Earlier in this opinion, the Court examined in some detail the nature of Mills‟s claims, which he brought in this Court after entry of judgment against him in the Special Civil Part. The Court easily concludes from its careful review of the claims and the record on the defendants‟ motions that whether Mills owed the $1,756.39 debt to Capital One was "actually litigated" before Judge Rosa in the state court action. He granted summary judgment on this precise claim. Judge Rosa also ruled on the propriety of the conduct of both parties, and denied all sanctions. Consequently, the Rooker-Feldman doctrine precludes this Court‟s review of the state courts‟ conclusion as to the debt owed of $1,756.39 and the manner in which Capital One conducted the litigation before Judge Rosa. See Atl. Coast Line R.R. Co. v. Bhd. of Locomotive Eng'rs, 398 U.S. 281, 296 (1970) ("lower federal courts possess no power whatever to sit in direct review of state court decisions"). Because this court is prohibited from ruling upon any issues between Capital One and Mills in any way connected to the judgment of $1,756.39 , and because Mills‟s complaint makes clear that all claims against Capital One are related to that dispute, under Fed. R. Civ. P. 12(b)(1) the Court lacks subject matter jurisdiction to hear Mills‟s federal lawsuit against Capital One.

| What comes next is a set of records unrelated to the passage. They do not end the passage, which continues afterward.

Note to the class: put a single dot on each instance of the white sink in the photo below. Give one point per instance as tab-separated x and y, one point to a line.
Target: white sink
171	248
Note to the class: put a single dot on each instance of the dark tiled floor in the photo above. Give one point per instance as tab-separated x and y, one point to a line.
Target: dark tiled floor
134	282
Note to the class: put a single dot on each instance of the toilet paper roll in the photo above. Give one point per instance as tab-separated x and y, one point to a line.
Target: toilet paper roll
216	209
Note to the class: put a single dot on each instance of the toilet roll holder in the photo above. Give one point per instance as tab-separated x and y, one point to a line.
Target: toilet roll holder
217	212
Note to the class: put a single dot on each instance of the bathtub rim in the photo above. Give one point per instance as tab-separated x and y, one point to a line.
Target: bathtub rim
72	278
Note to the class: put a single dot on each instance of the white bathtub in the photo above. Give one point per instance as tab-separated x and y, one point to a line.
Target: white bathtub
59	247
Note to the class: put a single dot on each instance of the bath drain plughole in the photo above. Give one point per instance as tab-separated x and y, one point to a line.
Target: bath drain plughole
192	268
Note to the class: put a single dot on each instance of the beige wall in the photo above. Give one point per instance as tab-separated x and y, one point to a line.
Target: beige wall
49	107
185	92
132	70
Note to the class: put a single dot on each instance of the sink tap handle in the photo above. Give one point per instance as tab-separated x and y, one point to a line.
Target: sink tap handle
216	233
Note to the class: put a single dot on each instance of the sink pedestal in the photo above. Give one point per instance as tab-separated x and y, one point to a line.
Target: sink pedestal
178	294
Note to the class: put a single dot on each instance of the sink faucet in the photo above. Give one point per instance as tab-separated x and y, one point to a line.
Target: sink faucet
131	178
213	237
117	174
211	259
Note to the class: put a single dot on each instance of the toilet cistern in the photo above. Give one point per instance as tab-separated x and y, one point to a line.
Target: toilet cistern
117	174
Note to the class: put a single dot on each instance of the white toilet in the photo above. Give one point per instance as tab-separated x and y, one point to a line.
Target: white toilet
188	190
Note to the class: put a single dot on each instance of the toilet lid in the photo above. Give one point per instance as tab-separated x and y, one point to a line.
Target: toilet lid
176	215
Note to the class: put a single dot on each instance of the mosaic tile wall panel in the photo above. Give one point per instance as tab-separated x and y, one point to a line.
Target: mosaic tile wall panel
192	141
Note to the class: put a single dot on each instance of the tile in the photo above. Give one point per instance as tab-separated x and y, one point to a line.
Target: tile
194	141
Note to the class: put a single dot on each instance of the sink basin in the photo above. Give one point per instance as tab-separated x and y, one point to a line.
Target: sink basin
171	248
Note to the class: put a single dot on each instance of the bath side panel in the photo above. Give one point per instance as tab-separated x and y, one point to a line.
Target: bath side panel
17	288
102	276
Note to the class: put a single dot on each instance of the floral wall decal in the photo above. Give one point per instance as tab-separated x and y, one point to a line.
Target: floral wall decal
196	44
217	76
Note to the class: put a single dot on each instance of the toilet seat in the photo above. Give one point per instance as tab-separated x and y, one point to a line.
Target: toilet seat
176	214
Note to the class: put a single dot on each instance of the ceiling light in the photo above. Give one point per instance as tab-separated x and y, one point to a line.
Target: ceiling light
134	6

The Rooker-Feldman doctrine also prevents the Court from addressing issues "inextricably intertwined with the state adjudication," and from granting "federal relief" premised "upon a conviction that the state court was wrong."Desi's Pizza, 321 F.3d at 419. The complaint and Mills‟s other submissions makes claims against the Pressler defendants that arise from their representation of Capital One before Judge Rosa. There is no other factual context in which Mills interacted with the Pressler firm and the lawyers he is suing here. The complaint repeatedly references the Pressler defendants‟ actions, strategies, alleged misdeeds, and the underlying debt of $1,756.39 , all of which is the subject matter of the original state court action or is "inextricably intertwined" with it. Accordingly, the Rooker-Feldman doctrine divests this Court of subject matter jurisdiction to hear any of the claims against the Pressler defendants. Accordingly, all of the claims against the Pressler defendants are dismissed.
Because Court is convinced it is divested of jurisdiction to entertain Mills‟s lawsuit, it need not address the defendants‟ alternative grounds for dismissal.
For the foregoing reasons, Capital One‟s motion to dismiss (D.E. 27) and the Pressler defendants‟ motion to dismiss (D.E. 28) are granted. An appropriate order will be entered.